Flow assurance issues associated with deepwater flowlines and pipelines remain central to cost-effective field developments. Wax, asphaltene and hydrate plug formation comprise the key concerns; corrosion, erosion and chemical incompatibility issues also fall within the flow assurance umbrella. Driven by the high cost of remediation, including deferred production, operators typically specify development schemes focused on ensuring high tolerance to production chemistry and operational upsets. Confident predictions of operating envelopes assuring a clear flow path appear commonplace; efforts to broaden these envelopes may lead to less costly development schemes and higher degrees of operating freedom.
Flow assurance, broadly defined, concerns the ability of a production system to transport produced fluids from the bottom of the tubing through the sales pipeline in a predictable manner over the life of a project. Plugging due to gas hydrates, wax and asphaltenes degrades this capability, as does loss of integrity due to corrosion, erosion or mechanical stresses induced by unexpected fluid slugging. Secondary issues involving the failure of control systems to deliver chemicals to the system similarly impair deliverability.
Profitability in deepwater developments often hinges on the ability of the designers to ensure consistent and controllable flow - interventions require costly equipment, and equally costly downtime. Additionally, deepwater operations amplify environmental and safety concerns due primarily to inaccessibility of the flowline or pipeline.
In spite of the significant complexity of interactions driving these situations, much empirical and theoretical understanding of the phenomena exists; and techniques for identifying, assessing, controlling and remediating flow assurance problems have evolved to meet local needs.
This paper focuses on the challenges associated managing hydrates, wax and asphaltene deposition in the flowlines and pipelines associated with deepwater producing facilities. Many successful techniques for plug formation avoidance exist; these, along with prediction tools form the basis for many flow assurance strategies. Along with highlighting these successes, identified opportunities for expanding the operating envelope follow.
Natural gas hydrates, whether occurring in gas/condensate or oil systems, often represent the most dramatic flow assurance problem for a deepwater project. In many cases, ambient water temperatures surrounding flowlines and pipelines fall below those needed to prevent hydrate crystal growth in hydrocarbons for the (typically) high flowing pressures, leading to potential for forming large, solid plugs.

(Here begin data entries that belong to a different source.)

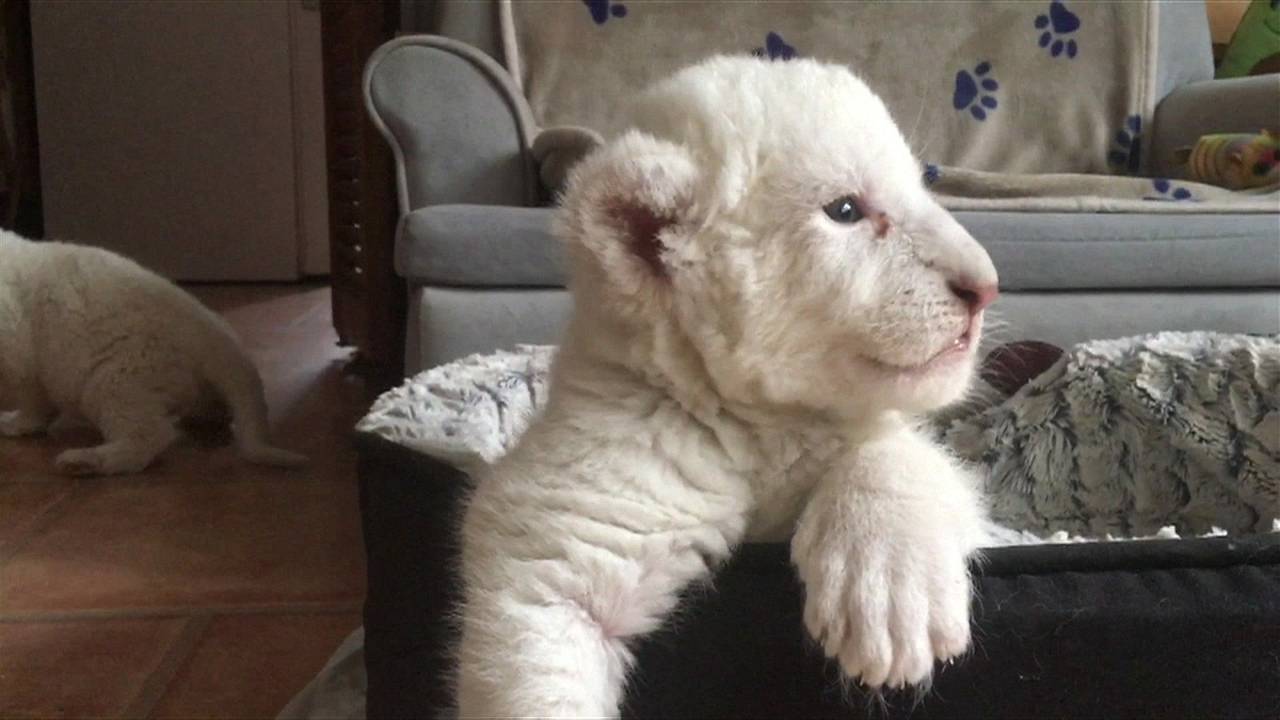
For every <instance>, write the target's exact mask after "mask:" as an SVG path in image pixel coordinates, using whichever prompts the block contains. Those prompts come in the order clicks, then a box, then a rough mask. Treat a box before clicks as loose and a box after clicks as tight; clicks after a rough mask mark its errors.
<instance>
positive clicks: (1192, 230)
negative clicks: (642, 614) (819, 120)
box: [396, 205, 1280, 291]
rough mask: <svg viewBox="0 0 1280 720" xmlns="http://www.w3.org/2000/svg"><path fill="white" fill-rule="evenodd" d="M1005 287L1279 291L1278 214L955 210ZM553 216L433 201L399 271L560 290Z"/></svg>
mask: <svg viewBox="0 0 1280 720" xmlns="http://www.w3.org/2000/svg"><path fill="white" fill-rule="evenodd" d="M955 217H956V219H957V220H960V223H961V224H963V225H965V227H966V228H968V229H969V232H970V233H973V236H974V237H977V238H978V241H979V242H982V243H983V245H984V246H986V247H987V251H988V252H991V256H992V260H993V261H995V263H996V268H997V269H998V270H1000V281H1001V287H1002V288H1005V290H1009V291H1062V290H1153V288H1257V287H1280V225H1277V223H1276V218H1275V215H1222V214H1194V213H1192V214H1183V215H1148V214H1137V213H1132V214H1129V213H1111V214H1078V213H997V211H957V213H956V214H955ZM550 223H552V210H550V209H547V208H506V206H481V205H436V206H430V208H424V209H420V210H416V211H413V213H410V214H408V215H406V217H404V219H403V222H402V225H401V233H399V240H398V243H397V249H396V269H397V272H399V273H401V275H403V277H404V278H407V279H410V281H411V282H413V283H417V284H442V286H463V287H563V286H564V283H566V281H567V275H566V268H564V263H563V256H562V249H561V246H559V241H558V240H557V238H556V237H554V236H553V234H552V231H550Z"/></svg>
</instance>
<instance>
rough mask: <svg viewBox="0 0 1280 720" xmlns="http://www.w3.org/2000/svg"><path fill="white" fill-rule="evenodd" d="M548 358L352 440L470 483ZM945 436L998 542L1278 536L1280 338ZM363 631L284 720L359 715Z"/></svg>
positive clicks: (1129, 373)
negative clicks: (982, 480)
mask: <svg viewBox="0 0 1280 720" xmlns="http://www.w3.org/2000/svg"><path fill="white" fill-rule="evenodd" d="M552 356H553V348H550V347H531V346H524V347H517V348H516V350H515V351H509V352H495V354H492V355H476V356H471V357H466V359H463V360H458V361H457V363H452V364H449V365H444V366H442V368H436V369H433V370H428V372H425V373H422V374H419V375H416V377H413V378H411V379H410V380H408V382H407V383H404V384H403V386H401V387H399V388H396V389H393V391H390V392H388V393H387V395H384V396H383V397H380V398H379V400H378V402H375V404H374V407H372V410H371V411H370V413H369V415H366V416H365V418H364V419H362V420H361V421H360V424H358V429H360V430H361V432H366V433H375V434H378V436H381V437H384V438H387V439H390V441H393V442H397V443H401V445H404V446H407V447H410V448H413V450H419V451H421V452H425V454H428V455H431V456H435V457H439V459H442V460H445V461H448V462H452V464H454V465H457V466H460V468H462V469H475V468H477V466H481V465H484V464H486V462H492V461H494V460H495V459H498V457H500V456H502V454H503V452H506V451H507V450H508V448H509V447H511V445H512V443H513V442H515V441H516V439H517V438H518V437H520V433H521V432H522V430H524V429H525V427H526V425H527V423H529V420H530V419H531V418H532V416H534V414H535V413H536V410H538V407H539V404H540V402H541V400H543V398H544V397H545V389H547V370H548V368H549V365H550V361H552ZM979 396H980V397H987V398H988V401H987V402H977V404H973V405H970V406H966V407H960V409H955V410H952V411H951V413H948V414H947V415H946V416H940V418H936V419H934V421H933V425H934V429H936V434H937V437H938V438H940V439H941V441H942V442H945V443H947V445H948V446H951V448H952V450H954V451H955V452H956V454H959V455H960V456H961V457H964V459H966V460H969V461H972V462H974V464H977V465H978V466H979V468H982V469H983V470H986V475H984V477H986V478H987V484H986V489H987V496H988V500H989V503H991V511H992V518H993V520H996V523H997V525H996V527H993V528H992V530H991V543H992V544H1016V543H1030V542H1071V541H1075V542H1080V541H1087V539H1117V538H1133V537H1167V538H1172V537H1179V533H1184V534H1187V533H1194V534H1222V533H1249V532H1267V530H1272V532H1274V530H1277V529H1280V528H1277V516H1280V337H1277V336H1272V337H1245V336H1224V334H1212V333H1161V334H1155V336H1146V337H1137V338H1126V340H1115V341H1098V342H1089V343H1084V345H1079V346H1076V347H1074V348H1071V350H1070V351H1069V352H1066V354H1065V355H1064V356H1062V357H1061V359H1060V360H1059V361H1057V363H1056V364H1053V365H1052V366H1051V368H1050V369H1048V370H1046V372H1043V373H1042V374H1039V375H1038V377H1036V378H1034V379H1032V380H1030V382H1029V383H1027V384H1025V386H1023V387H1021V389H1019V391H1016V392H1015V393H1012V395H1011V396H1010V397H1007V398H1005V397H1001V395H1000V393H998V392H995V391H992V392H984V393H979ZM362 648H364V635H362V633H361V630H357V632H356V633H353V634H352V635H351V637H349V638H348V639H347V642H344V643H343V644H342V647H339V648H338V651H337V652H335V653H334V656H333V659H332V660H330V661H329V664H328V665H326V666H325V669H324V670H323V671H321V673H320V675H317V676H316V678H315V679H314V680H312V682H311V683H310V684H308V685H307V687H306V688H305V689H303V691H302V692H301V693H298V696H297V697H296V698H294V700H293V701H292V702H291V703H289V706H288V707H285V708H284V711H283V712H282V714H280V717H343V719H351V720H356V719H362V717H364V716H365V712H364V711H365V703H364V700H365V667H364V656H362Z"/></svg>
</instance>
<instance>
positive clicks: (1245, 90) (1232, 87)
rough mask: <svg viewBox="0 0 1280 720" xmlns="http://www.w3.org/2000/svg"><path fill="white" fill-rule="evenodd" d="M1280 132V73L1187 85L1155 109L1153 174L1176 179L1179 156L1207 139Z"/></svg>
mask: <svg viewBox="0 0 1280 720" xmlns="http://www.w3.org/2000/svg"><path fill="white" fill-rule="evenodd" d="M1263 128H1267V129H1272V131H1274V129H1280V74H1270V76H1254V77H1244V78H1229V79H1208V81H1203V82H1193V83H1189V85H1184V86H1181V87H1179V88H1176V90H1174V91H1172V92H1170V94H1169V95H1167V96H1166V97H1165V99H1164V100H1162V101H1161V102H1160V105H1158V106H1157V108H1156V119H1155V128H1153V135H1152V141H1151V165H1149V169H1151V173H1152V174H1155V176H1175V174H1176V168H1178V163H1176V161H1175V160H1174V152H1175V151H1176V150H1178V149H1179V147H1187V146H1190V145H1194V143H1196V141H1197V140H1198V138H1199V137H1201V136H1202V135H1212V133H1225V132H1258V131H1261V129H1263Z"/></svg>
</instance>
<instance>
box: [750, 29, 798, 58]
mask: <svg viewBox="0 0 1280 720" xmlns="http://www.w3.org/2000/svg"><path fill="white" fill-rule="evenodd" d="M751 54H753V55H755V56H756V58H768V59H771V60H790V59H791V58H796V56H799V54H797V53H796V49H795V47H792V46H790V45H787V44H786V41H785V40H782V36H781V35H778V33H776V32H771V33H769V35H765V36H764V47H756V49H755V50H751Z"/></svg>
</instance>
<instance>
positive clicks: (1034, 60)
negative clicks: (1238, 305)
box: [499, 0, 1280, 213]
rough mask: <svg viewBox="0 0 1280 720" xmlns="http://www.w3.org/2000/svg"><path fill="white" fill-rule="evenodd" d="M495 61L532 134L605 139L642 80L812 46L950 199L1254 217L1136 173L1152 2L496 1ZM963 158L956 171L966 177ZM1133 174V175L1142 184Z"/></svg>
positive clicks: (765, 55)
mask: <svg viewBox="0 0 1280 720" xmlns="http://www.w3.org/2000/svg"><path fill="white" fill-rule="evenodd" d="M499 8H500V17H502V20H503V33H504V54H506V63H507V67H508V69H509V70H511V72H512V74H513V77H516V78H517V82H518V83H520V86H521V87H522V91H524V94H525V96H526V97H527V100H529V102H530V106H531V109H532V113H534V117H535V119H536V122H538V124H539V126H540V127H544V128H550V127H558V126H580V127H585V128H591V129H593V131H595V132H599V133H600V135H603V136H604V137H608V136H611V135H613V133H616V132H617V131H620V129H622V127H623V126H625V124H626V106H627V100H628V99H630V97H631V96H632V95H634V94H635V92H636V91H637V90H639V88H641V87H644V86H645V85H648V83H650V82H653V81H655V79H658V78H660V77H664V76H667V74H669V73H672V72H675V70H676V69H678V68H682V67H685V65H689V64H692V63H696V61H698V60H700V59H703V58H707V56H709V55H713V54H721V53H730V54H745V53H754V54H756V55H759V56H762V58H763V59H764V60H772V61H787V60H788V59H791V58H795V56H812V58H818V59H823V60H829V61H836V63H842V64H846V65H849V67H850V68H852V69H854V70H855V72H858V73H859V74H860V76H861V77H863V78H864V79H865V81H867V82H868V85H870V86H872V87H873V88H874V90H876V91H877V92H878V94H879V95H881V96H882V97H883V99H884V102H886V104H887V105H888V108H890V110H891V111H892V113H893V117H895V118H896V119H897V122H899V124H900V126H901V127H902V129H904V132H905V133H906V136H908V138H909V141H910V143H911V146H913V149H914V150H915V152H916V154H918V155H919V156H920V158H923V159H925V160H927V161H929V163H933V164H934V165H936V167H938V168H941V169H942V172H941V173H938V177H937V183H936V186H934V190H936V191H937V193H938V195H940V196H941V197H942V200H943V204H946V205H947V206H948V208H952V209H987V210H1062V211H1147V213H1151V211H1160V213H1164V211H1169V213H1185V211H1202V213H1203V211H1253V213H1260V211H1261V213H1266V211H1276V210H1277V209H1280V192H1277V190H1280V188H1277V187H1271V188H1265V190H1263V191H1262V192H1252V193H1233V192H1229V191H1225V190H1220V188H1213V187H1210V186H1202V184H1196V183H1187V182H1167V181H1164V179H1161V178H1143V177H1142V174H1143V170H1144V169H1146V167H1147V158H1146V156H1144V154H1143V147H1146V146H1149V142H1146V143H1144V140H1146V138H1147V135H1148V129H1149V127H1151V118H1152V115H1153V111H1155V104H1156V97H1155V96H1153V94H1155V87H1156V67H1155V58H1156V47H1157V44H1158V42H1160V38H1158V37H1157V29H1158V23H1157V22H1156V14H1157V12H1158V6H1157V5H1156V4H1153V3H1146V1H1137V0H1133V1H1123V3H1085V1H1083V0H1064V1H1059V0H1043V1H1042V0H1025V1H1016V3H975V1H969V0H957V1H946V3H943V1H910V0H890V1H878V3H851V1H831V3H810V1H804V3H796V1H777V0H767V1H739V0H699V1H689V0H680V1H645V0H503V3H502V5H500V6H499ZM961 168H963V169H961ZM1135 178H1137V179H1135Z"/></svg>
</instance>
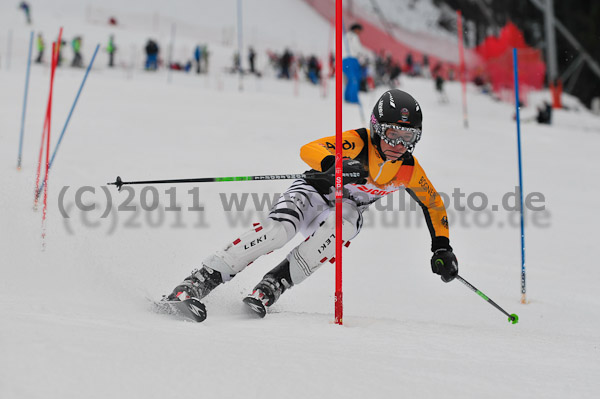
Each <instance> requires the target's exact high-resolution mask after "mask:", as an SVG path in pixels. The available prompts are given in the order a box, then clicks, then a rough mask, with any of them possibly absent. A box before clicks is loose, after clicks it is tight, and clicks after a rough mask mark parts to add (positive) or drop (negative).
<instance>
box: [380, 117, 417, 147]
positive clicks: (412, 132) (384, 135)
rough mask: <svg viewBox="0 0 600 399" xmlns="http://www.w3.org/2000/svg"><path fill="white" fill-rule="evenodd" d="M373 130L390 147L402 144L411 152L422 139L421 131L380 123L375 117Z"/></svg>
mask: <svg viewBox="0 0 600 399" xmlns="http://www.w3.org/2000/svg"><path fill="white" fill-rule="evenodd" d="M371 128H372V129H374V130H375V132H376V133H377V134H378V135H379V137H381V139H382V140H383V141H385V142H386V143H387V144H388V145H391V146H392V147H395V146H397V145H399V144H402V145H403V146H404V147H406V148H407V149H408V150H409V151H412V150H413V149H414V148H415V144H417V143H418V142H419V140H420V139H421V129H418V128H414V127H408V126H400V125H397V124H393V123H379V122H377V119H376V118H375V115H371Z"/></svg>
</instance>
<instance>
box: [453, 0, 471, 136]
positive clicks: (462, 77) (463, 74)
mask: <svg viewBox="0 0 600 399" xmlns="http://www.w3.org/2000/svg"><path fill="white" fill-rule="evenodd" d="M456 26H457V30H458V56H459V58H460V66H459V70H460V81H461V83H462V88H463V121H464V125H465V128H468V127H469V119H468V117H467V82H466V78H467V77H466V74H467V69H466V67H465V49H464V44H463V28H462V13H461V12H460V10H456Z"/></svg>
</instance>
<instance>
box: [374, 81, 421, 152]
mask: <svg viewBox="0 0 600 399" xmlns="http://www.w3.org/2000/svg"><path fill="white" fill-rule="evenodd" d="M422 122H423V114H422V112H421V106H420V105H419V103H418V102H417V100H415V99H414V98H413V97H412V96H411V95H410V94H408V93H406V92H404V91H402V90H398V89H391V90H388V91H386V92H385V93H383V94H382V95H381V97H379V100H377V103H376V104H375V107H373V113H372V114H371V142H372V143H373V145H375V147H376V148H377V150H378V151H379V154H380V155H381V157H382V158H383V159H385V155H384V154H383V152H382V151H381V139H384V140H386V141H387V139H386V137H385V132H386V130H387V128H388V127H390V126H393V127H399V128H401V129H403V130H407V131H411V132H413V133H414V140H413V141H412V142H405V141H404V140H400V141H401V143H402V144H403V145H404V146H405V147H406V149H407V150H408V151H407V153H412V152H413V150H414V149H415V145H416V144H417V142H418V141H419V140H420V139H421V129H422V127H423V124H422ZM388 143H390V142H389V141H388ZM390 144H392V143H390ZM392 145H394V144H392Z"/></svg>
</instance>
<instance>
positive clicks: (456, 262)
mask: <svg viewBox="0 0 600 399" xmlns="http://www.w3.org/2000/svg"><path fill="white" fill-rule="evenodd" d="M431 271H432V272H434V273H435V274H439V275H440V276H442V281H443V282H444V283H449V282H450V281H452V280H454V277H456V276H457V275H458V260H456V256H454V253H453V252H452V250H448V249H445V248H440V249H438V250H436V251H435V252H434V253H433V256H432V257H431Z"/></svg>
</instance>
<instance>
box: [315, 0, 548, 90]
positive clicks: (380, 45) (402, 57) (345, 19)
mask: <svg viewBox="0 0 600 399" xmlns="http://www.w3.org/2000/svg"><path fill="white" fill-rule="evenodd" d="M304 1H305V2H306V3H307V4H309V5H310V6H311V7H312V8H313V9H314V10H315V11H317V12H318V13H319V14H320V15H322V16H323V17H324V18H326V19H328V20H329V21H331V23H332V24H333V22H334V21H335V0H304ZM344 19H345V20H346V21H351V22H360V23H361V25H363V27H364V30H363V33H362V34H361V42H362V44H363V46H365V47H366V48H368V49H370V50H372V51H373V52H380V51H381V50H382V49H385V51H386V52H388V53H390V54H391V55H392V57H393V59H394V60H395V61H396V62H398V63H399V64H401V65H404V60H405V57H406V55H407V54H408V53H411V54H412V55H413V56H414V57H415V60H417V61H419V62H420V61H421V60H422V57H423V55H425V54H427V55H428V57H429V65H430V67H431V68H433V67H434V66H436V65H438V64H439V65H440V67H441V68H440V71H441V73H442V76H444V77H445V78H446V79H451V80H452V79H454V78H459V76H458V75H459V73H460V72H461V71H460V68H459V59H458V46H456V47H455V46H453V45H450V46H449V45H448V41H447V40H444V39H438V38H436V37H434V36H430V35H427V34H425V33H421V34H416V33H415V32H409V31H406V32H404V33H403V34H402V40H399V38H397V37H392V36H390V35H389V34H388V33H387V32H385V30H384V29H382V27H381V26H379V25H377V24H375V23H372V22H370V21H369V20H367V19H366V18H361V17H359V14H358V13H355V14H353V15H350V14H349V13H348V11H347V10H344ZM513 48H517V49H518V56H519V85H520V91H521V98H522V99H523V100H524V99H526V98H527V93H528V92H529V91H531V90H533V89H541V88H542V87H543V85H544V78H545V74H546V64H545V63H544V61H543V58H542V53H541V51H540V50H536V49H534V48H532V47H530V46H528V45H527V44H526V43H525V39H524V37H523V34H522V33H521V31H520V30H519V29H518V28H517V27H516V26H515V25H514V24H512V23H510V22H509V23H508V24H507V25H506V26H505V27H504V28H502V30H501V31H500V35H499V36H498V37H496V36H489V37H488V38H487V39H485V41H484V42H483V43H482V44H481V45H479V46H477V47H476V48H474V49H470V50H469V49H465V68H466V70H465V74H466V79H467V80H468V81H475V82H479V83H480V84H484V83H490V84H491V86H492V89H493V91H494V92H496V93H497V95H498V96H499V97H500V98H501V99H502V100H505V101H514V67H513V58H512V49H513Z"/></svg>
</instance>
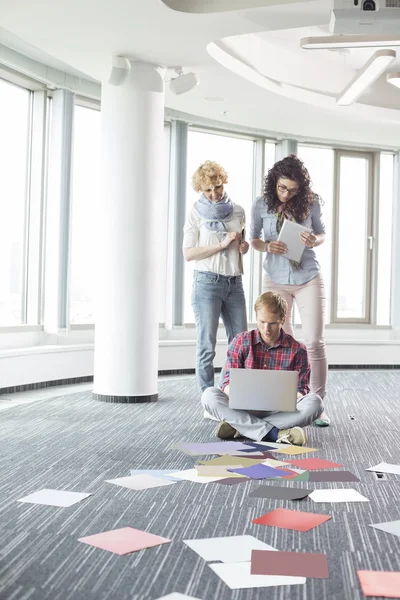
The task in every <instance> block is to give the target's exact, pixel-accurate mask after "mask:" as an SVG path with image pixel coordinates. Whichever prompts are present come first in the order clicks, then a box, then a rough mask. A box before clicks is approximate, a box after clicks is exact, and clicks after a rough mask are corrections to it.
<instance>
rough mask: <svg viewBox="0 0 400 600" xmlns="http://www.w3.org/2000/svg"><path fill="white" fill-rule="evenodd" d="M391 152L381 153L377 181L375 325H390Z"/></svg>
mask: <svg viewBox="0 0 400 600" xmlns="http://www.w3.org/2000/svg"><path fill="white" fill-rule="evenodd" d="M393 167H394V156H393V154H385V153H383V152H382V153H381V156H380V181H379V231H378V282H377V311H376V323H377V325H390V300H391V296H390V289H391V282H392V279H391V271H392V231H391V225H390V223H391V221H392V211H393Z"/></svg>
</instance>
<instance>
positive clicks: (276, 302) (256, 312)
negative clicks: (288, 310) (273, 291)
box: [254, 292, 288, 319]
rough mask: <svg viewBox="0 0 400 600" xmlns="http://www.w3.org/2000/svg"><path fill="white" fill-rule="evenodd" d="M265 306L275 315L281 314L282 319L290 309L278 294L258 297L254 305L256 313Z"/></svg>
mask: <svg viewBox="0 0 400 600" xmlns="http://www.w3.org/2000/svg"><path fill="white" fill-rule="evenodd" d="M263 306H267V307H268V308H270V309H271V311H272V312H273V313H275V314H279V317H280V318H281V319H283V317H285V316H286V313H287V309H288V305H287V302H286V300H285V298H284V297H283V296H281V295H280V294H278V293H277V292H264V294H261V295H260V296H258V298H257V300H256V302H255V304H254V310H255V311H256V313H257V312H258V311H259V310H260V309H261V308H263Z"/></svg>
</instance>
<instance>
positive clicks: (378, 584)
mask: <svg viewBox="0 0 400 600" xmlns="http://www.w3.org/2000/svg"><path fill="white" fill-rule="evenodd" d="M357 575H358V578H359V580H360V584H361V589H362V591H363V594H364V596H383V597H384V598H399V593H400V592H399V588H400V573H399V572H398V571H357Z"/></svg>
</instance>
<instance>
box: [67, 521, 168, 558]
mask: <svg viewBox="0 0 400 600" xmlns="http://www.w3.org/2000/svg"><path fill="white" fill-rule="evenodd" d="M170 541H171V540H169V539H167V538H163V537H160V536H159V535H153V534H152V533H147V531H141V530H140V529H133V527H123V528H122V529H113V530H112V531H105V532H104V533H96V534H95V535H89V536H87V537H84V538H79V539H78V542H83V543H84V544H89V545H90V546H95V547H96V548H101V549H102V550H108V552H114V553H115V554H120V555H123V554H129V553H130V552H136V551H137V550H143V549H144V548H151V547H153V546H159V545H160V544H167V543H168V542H170Z"/></svg>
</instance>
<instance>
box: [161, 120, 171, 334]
mask: <svg viewBox="0 0 400 600" xmlns="http://www.w3.org/2000/svg"><path fill="white" fill-rule="evenodd" d="M170 133H171V127H170V126H169V125H165V127H164V163H163V165H162V173H161V177H162V183H163V187H162V198H161V203H160V214H159V218H160V222H161V223H162V226H161V227H159V228H158V231H159V233H160V239H159V241H158V256H159V265H160V277H159V286H160V287H159V294H158V296H159V313H158V322H159V323H165V299H166V286H167V244H168V227H167V226H166V224H168V198H169V153H170Z"/></svg>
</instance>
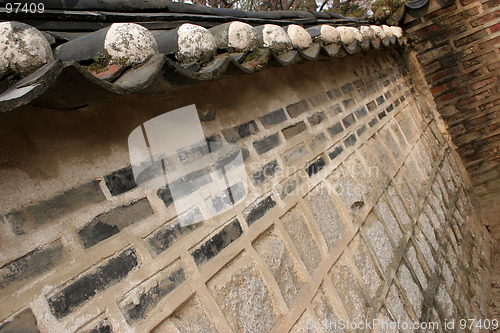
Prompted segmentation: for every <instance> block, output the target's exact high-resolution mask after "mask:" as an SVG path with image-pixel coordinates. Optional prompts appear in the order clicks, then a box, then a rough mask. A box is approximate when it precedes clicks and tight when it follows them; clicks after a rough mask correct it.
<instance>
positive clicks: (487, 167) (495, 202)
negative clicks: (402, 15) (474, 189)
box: [405, 0, 500, 238]
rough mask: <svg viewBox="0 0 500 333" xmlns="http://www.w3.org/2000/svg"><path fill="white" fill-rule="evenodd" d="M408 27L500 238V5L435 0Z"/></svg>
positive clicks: (440, 110) (460, 1)
mask: <svg viewBox="0 0 500 333" xmlns="http://www.w3.org/2000/svg"><path fill="white" fill-rule="evenodd" d="M444 3H446V4H444ZM405 29H406V31H407V32H408V33H410V34H413V37H414V38H415V41H416V45H415V50H416V52H418V59H419V61H420V63H421V64H422V68H423V70H424V72H425V75H426V78H427V82H428V83H429V86H430V89H431V92H432V94H433V96H434V98H435V100H436V103H437V106H438V110H439V113H440V114H441V115H442V117H443V119H444V121H445V123H446V126H447V128H448V132H449V133H450V135H451V137H452V140H453V143H454V144H455V145H456V146H457V151H458V153H459V154H460V156H461V157H462V159H463V162H464V165H465V167H466V168H467V170H468V172H469V174H470V177H471V179H472V182H473V184H474V185H475V188H476V192H477V194H478V195H479V198H480V201H481V204H482V206H483V207H484V209H483V218H484V219H485V220H486V223H488V224H489V227H490V229H491V230H492V232H493V233H494V234H495V235H496V236H495V237H496V238H500V224H499V223H498V213H499V212H500V211H499V206H498V204H497V202H498V198H499V197H500V173H499V172H500V171H499V170H500V169H499V163H498V161H499V156H500V151H499V149H498V142H499V138H500V137H499V134H500V125H499V119H500V117H499V109H500V99H499V96H500V95H499V94H500V85H499V81H498V78H499V75H500V66H499V64H500V53H499V46H500V34H499V31H500V8H499V3H498V1H497V0H489V1H488V0H459V1H452V2H442V4H441V5H440V4H439V1H434V0H431V1H430V4H429V7H428V8H423V9H421V10H419V11H410V12H409V13H408V14H407V16H406V22H405Z"/></svg>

Identification of pressure and temperature conditions conducive to hydrate formation is a mature technology, with abilities to accurately model impact of dissolved salts and inhibitors available in many commercial simulation packages.
Control of hydrate formation in gas systems typically involves injection of methanol or glycol at a location where the fluids are above the hydrate formation temperature, with downstream separation and recycling common for glycols.
Control of hydrate formation in oil systems typically requires heat-conserving flowlines, with special procedures for transient operations (e.g., cold start-up). Continuous methanol injection, due primarily to the preference of the methanol for the oil vs. water phases, remains uneconomic for most oil systems due to large dosage requirements.